In Part 4 of my ultimate 18 holes at Royal Cromer through its 130 year history we enter the Back 9 with holes 10 through 12.
10th Hole – 537 yards Par 5 (2016)
For the opening hole of the final 9, we were presented with 3 choices.
In the period 1895 to 1925, the tenth was at the very far Eastern end of the course, a 240 yard Bogey 4 playing Northwards towards the sea.
Playing over the flat part of the land, one could be forgiven for thinking of this hole as featureless.
The records suggest however, that there were some penal bunkers around the putting surface awaiting the overly ambitious tee shot. In the exhibition match to open the course in 1895, 5-time Open Champion JH Taylor, having tried to reach the green with his tee shot, is recorded as taking 3 unsuccessful attempts to extricate his ball from one of these fearsome pits, eventually picking up his ball to concede the hole to his opponent.
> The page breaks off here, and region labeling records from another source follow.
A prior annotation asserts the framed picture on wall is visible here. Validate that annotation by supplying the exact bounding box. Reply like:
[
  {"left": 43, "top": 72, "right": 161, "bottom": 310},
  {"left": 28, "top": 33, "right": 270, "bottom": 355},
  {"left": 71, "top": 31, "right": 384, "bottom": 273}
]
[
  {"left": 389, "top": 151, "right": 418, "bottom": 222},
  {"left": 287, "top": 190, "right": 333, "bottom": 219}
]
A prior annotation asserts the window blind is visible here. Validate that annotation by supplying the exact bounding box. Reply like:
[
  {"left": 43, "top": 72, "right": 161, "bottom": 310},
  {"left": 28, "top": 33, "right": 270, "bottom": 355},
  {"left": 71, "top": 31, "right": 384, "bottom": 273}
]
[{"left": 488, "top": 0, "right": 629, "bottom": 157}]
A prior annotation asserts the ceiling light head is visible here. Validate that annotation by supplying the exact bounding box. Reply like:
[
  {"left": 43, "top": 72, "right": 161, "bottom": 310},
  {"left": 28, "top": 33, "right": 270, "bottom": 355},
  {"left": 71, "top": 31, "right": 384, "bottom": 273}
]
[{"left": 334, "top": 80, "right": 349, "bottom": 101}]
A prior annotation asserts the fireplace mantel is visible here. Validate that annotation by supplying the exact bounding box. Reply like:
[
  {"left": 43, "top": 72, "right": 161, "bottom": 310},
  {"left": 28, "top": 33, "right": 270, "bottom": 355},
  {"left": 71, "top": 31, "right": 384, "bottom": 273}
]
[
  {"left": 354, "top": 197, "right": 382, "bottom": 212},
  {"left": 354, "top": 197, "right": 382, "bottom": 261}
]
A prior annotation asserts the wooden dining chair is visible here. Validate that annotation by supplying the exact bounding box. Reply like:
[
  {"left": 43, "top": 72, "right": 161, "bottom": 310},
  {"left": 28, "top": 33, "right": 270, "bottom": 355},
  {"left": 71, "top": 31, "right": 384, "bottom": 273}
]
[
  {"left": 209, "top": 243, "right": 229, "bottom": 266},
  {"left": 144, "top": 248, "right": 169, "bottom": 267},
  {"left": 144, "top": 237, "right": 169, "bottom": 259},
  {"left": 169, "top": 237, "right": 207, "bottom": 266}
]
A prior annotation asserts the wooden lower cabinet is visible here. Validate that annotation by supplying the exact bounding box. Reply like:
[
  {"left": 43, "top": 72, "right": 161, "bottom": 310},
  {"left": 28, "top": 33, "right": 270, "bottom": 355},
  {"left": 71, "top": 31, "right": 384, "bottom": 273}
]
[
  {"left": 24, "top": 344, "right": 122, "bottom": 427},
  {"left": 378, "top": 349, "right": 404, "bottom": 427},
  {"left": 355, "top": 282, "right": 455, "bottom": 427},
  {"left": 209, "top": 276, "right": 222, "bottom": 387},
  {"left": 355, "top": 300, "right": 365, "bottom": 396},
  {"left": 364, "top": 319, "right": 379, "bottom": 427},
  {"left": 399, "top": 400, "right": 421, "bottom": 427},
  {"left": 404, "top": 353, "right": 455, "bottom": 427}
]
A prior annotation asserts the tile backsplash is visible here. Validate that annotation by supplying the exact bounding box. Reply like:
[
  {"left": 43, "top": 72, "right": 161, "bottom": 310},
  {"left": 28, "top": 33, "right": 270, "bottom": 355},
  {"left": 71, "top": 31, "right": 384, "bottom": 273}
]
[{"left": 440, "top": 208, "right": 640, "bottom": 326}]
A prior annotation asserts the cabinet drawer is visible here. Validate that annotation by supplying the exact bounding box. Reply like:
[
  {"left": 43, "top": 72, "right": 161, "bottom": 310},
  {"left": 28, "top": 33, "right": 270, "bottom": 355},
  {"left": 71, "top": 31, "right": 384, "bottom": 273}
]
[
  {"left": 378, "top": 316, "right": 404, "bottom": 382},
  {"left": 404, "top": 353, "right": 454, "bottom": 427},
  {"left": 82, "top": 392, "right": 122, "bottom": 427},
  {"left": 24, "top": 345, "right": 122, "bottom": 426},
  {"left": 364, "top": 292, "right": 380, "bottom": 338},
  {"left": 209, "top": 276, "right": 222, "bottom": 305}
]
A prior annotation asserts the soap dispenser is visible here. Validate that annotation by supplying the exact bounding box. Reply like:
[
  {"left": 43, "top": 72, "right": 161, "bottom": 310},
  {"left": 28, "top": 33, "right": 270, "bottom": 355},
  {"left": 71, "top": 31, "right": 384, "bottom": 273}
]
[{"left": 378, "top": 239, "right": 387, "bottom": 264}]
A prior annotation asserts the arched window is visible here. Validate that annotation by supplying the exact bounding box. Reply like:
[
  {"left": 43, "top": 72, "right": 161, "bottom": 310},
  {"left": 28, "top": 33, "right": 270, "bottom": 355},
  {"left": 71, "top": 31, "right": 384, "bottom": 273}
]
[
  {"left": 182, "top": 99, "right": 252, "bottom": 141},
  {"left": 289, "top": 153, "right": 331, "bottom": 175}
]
Despite the attractive risk/reward nature of this hole, it falls just short of inclusion in my final 18.
From 1925 to 1978, the current 9th hole served as the 10th. Having already been included in my ultimate picks as the previous hole, we cannot play it twice in a row!
We start the back side therefore, with the first Par 5.
The main strategic features of this hole are the significant ridge that can be carried from the tee and the cross bunkers on the approach to the green.
For the strong player, the strategic challenges of this hole are best played from the championship tee, some 30 yards further back than the members markers. From here, only a purely struck long drive will open up the opportunity to see the green for the second shot. It also brings into play a fearsome bunker on the right side for the tee shot.
A more conservative drive will leave you short of the ridge and bunker, but offer a blind lay-up second and a longer approach to the green.
A long drive offers the opportunity to reach in 2, but the small green slopes off on all sides, leaving a difficult to judge pitch shot from either side or the back. The easiest approach is from short of the green.
Full of options, this hole allows the golfer to either open their shoulders and hit full out, or play three more conservative blows to reach the green in regulation.
11th Hole – 490 yards Par 5 (1905)
For the 11th, we turn back in a Westerly direction and discover another of the ‘lost’ holes at RCGC.
This intimidating Par 5 played parallel to the current 6th hole on land now entirely lost to the sea.
Playing into the prevailing wind and uphill, this hole would have had a fearsome reputation. Reporting on the exhibition match featuring Open Champions JH Taylor and Sandy Herd in 1895, this journalist had some less than complimentary words about the hole set-up:
‘Taylor had hard lines at the long eleventh in finding himself, after playing his second, obliged to approach out of long grass to the hole, the pin having been placed a good deal too near the edge of the green, or the long grass having been allowed to remain unmown much too close to the green.’
As if the prevailing conditions, long rough and cliff edge were not enough, records suggest a huge cross bunker covering the fairway around 240 yards from the tee on the peak of the rise in the fairway.
Despite the criticisms from the turn of the century scribe above, the green itself would have been quite an attractive target, set as it was into Target Hill. It would, however, have taken two significant blows in order to leave a short pitch to the putting surface.
With views along the coast to Cromer and the Pier however, this devilish mistress was not completely devoid of charm.
12th Hole – 390 yards Par 4 (1905)
We continue our round in 1905 and another forgotten hole – this one lost to the whim of course designers rather than the sea.
This hole demonstrates perfectly the subtle genius of the architecture skills of Old Tom Morris – using clever angles and the natural land to create challenging, interesting but playable designs.
From an elevated tee above the current 7th starting point, a straight drive would take you down the present 6th fairway (in the opposite direction) and leave a clear view of the green. A pulled drive would dice with the cliff edge, whilst anything pushed away from the North Sea would fall further right with the slope and leave a blind second.
Routed on a narrow stretch of land, the course at RCGC can feel rather out and back with limited changes in the direction of holes. This hole however, offers a subtle change in angle to challenge the golfers appreciation of the wind.
With the flattish green located near to the present left hand cross bunker for the 10th hole, a golfer who got their tee shot away successfully would have had a good chance to pick up a stroke here.